在学中の1999年から、5歳年上の兄ロナンの設計に加わった。以後の作品はすべて連名で発表されている。

扱う対象は家具に加えて、店舗の内装、展示、公共空間の設置物にも及ぶ。相手先のメーカーごとに生産設備が異なるため、構成もそれに応じて変わる。

2024年に共同での活動を終え、それぞれ個人での設計に移った。

デザインの思想と方法

ブルレック兄弟の設計では、成形や押出といった工業の工程と、編む・組む・折るといった手作業の工程が同じ製品に同居することが多い。前者は同一のものを大量に作り、後者は個体差を生む。両者をどう配分するかが、製品の性格を決める。

工業と手仕事を同じ製品に置く

カーリの系列では、押出材の金属と無垢材を組み合わせる。金属は寸法が正確に出るが、木は個体ごとに木目が違う。役割を分けることで、精度と個体差を同時に確保できる。

数を増やしても単価が上がらない構成

単位を連結する構成では、金型は一つで済む。数を増やしても製造の単価が変わらないため、大きな面をつくっても価格が跳ね上がらない。工業の工程を使う理由がここにある。

用途を後から決められるようにする

パリサードの系列は屋外用の家具だが、鋼板を打ち抜いて曲げた部材で構成され、屋内でも使える。設置場所を限定しないことで、同じ製品が複数の状況に対応する。

連名で発表する

1999年以降の作品はすべてロナンとの連名で発表され、個々の担当は公表されていない。2024年に共同での活動を終えるまで、この形式が続いた。

代表作にみる方法

カーリ コレクション(2015年、アルテック)

押出材の金属と無垢材を組み合わせた棚と机の系列である。金属の部材が壁面との取り合いを担い、木の面が物を載せる。金属は寸法が正確に出て、木は個体ごとに木目が違う。役割を分けることで精度と個体差を両立させている。→カーリ ウォールシェルフ / カーリデスク

パリサード(2015年、ヘイ)

鋼板を打ち抜いて曲げた部材で構成する屋外用の家具である。開口があるため水が抜け、粉体塗装で耐候性を確保する。屋内でも使えるため、設置場所を限定しない。→パリサードチェア / パリサード テーブル

スロー チェア(2007年、ヴィトラ)

金属の枠に、筒状に編んだ布を被せた椅子である。編んだ布は伸びるため、複雑な曲面にも皺なく張れる。枠が荷重を受け、布が身体に触れる面を担う。→スローチェア

ベルヴィル(2015年、ヴィトラ)

樹脂の枠に、布や革の面を張る椅子である。枠は成形で作り、面は差し替えられる。同じ枠で複数の仕様が構成できる。→ベルヴィル チェア

プルーム(2011年、リーニュ・ロゼ)

厚い詰め物を布で包んだ長椅子である。縫製の線を最小限に抑え、面が連続する。柔らかさを体積で確保するという構成にあたる。→プルーム ソファ

評価と影響

ブルレック兄弟の仕事は、工業の工程と手作業の工程を同じ製品に置くという構成で論じられる。どちらか一方に寄らず、役割を分けて配分する点が特徴にあたる。

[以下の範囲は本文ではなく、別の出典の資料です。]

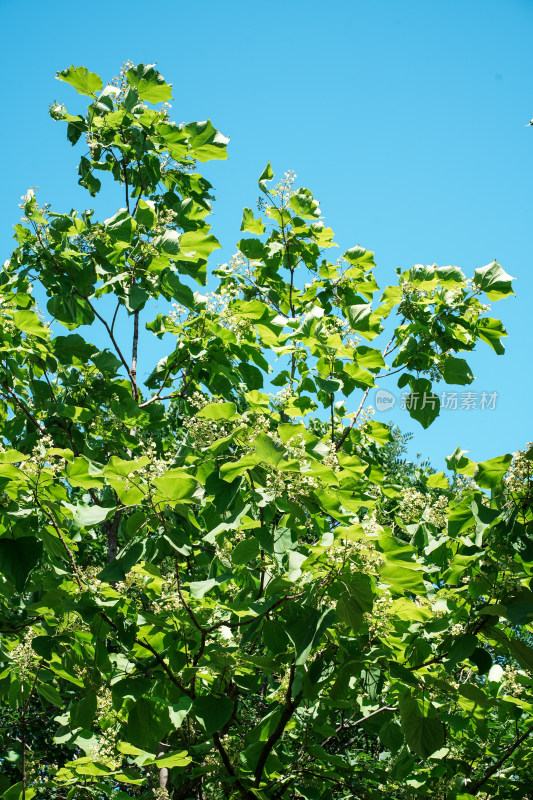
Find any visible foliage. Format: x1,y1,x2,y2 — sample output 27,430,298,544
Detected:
0,65,533,800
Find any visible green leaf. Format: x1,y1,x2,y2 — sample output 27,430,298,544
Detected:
183,119,229,162
442,356,474,386
398,375,440,428
13,310,50,339
241,208,265,234
196,403,237,420
398,691,444,759
154,750,192,769
104,208,137,244
179,230,220,259
191,694,233,734
231,538,259,565
509,639,533,673
258,161,274,193
2,781,36,800
474,453,513,489
126,64,172,103
0,536,43,592
52,333,97,365
154,469,198,501
56,66,103,97
289,189,320,219
474,261,514,300
126,697,171,753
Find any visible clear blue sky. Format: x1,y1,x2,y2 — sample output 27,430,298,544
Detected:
0,0,533,469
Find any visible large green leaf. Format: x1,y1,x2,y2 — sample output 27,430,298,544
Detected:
398,691,444,759
126,697,171,753
0,536,43,592
191,695,233,734
126,64,172,103
56,66,103,97
474,261,514,300
474,453,513,489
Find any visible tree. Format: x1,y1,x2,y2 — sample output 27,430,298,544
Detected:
0,64,533,800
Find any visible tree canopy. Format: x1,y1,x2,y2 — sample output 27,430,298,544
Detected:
0,64,533,800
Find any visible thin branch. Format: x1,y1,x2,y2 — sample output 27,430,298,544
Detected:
111,300,121,333
74,289,133,381
466,725,533,794
254,661,300,788
2,381,46,434
213,733,251,800
130,309,139,403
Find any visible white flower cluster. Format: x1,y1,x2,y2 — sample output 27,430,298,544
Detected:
398,486,448,528
363,589,394,639
270,169,297,208
502,664,526,697
9,628,39,672
450,622,466,636
504,442,533,501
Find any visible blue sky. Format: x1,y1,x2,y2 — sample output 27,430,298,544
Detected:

ヴィトラ、アルテック、ヘイ、フロス、リーニュ・ロゼと複数の国のメーカーと長期の関係を持つ。それぞれ生産設備が異なるため、相手先に応じて構成を変える必要がある。

2024年に共同での活動を終えた。約25年にわたる期間に発表された製品は、現在も生産が続いている。

収蔵

以下の収蔵が確認できる(MoMA=ニューヨーク近代美術館、V&A=ヴィクトリア・アンド・アルバート博物館、AIC=シカゴ美術館)。ロナン・ブルレックとの共同名義で登録されているものを含む。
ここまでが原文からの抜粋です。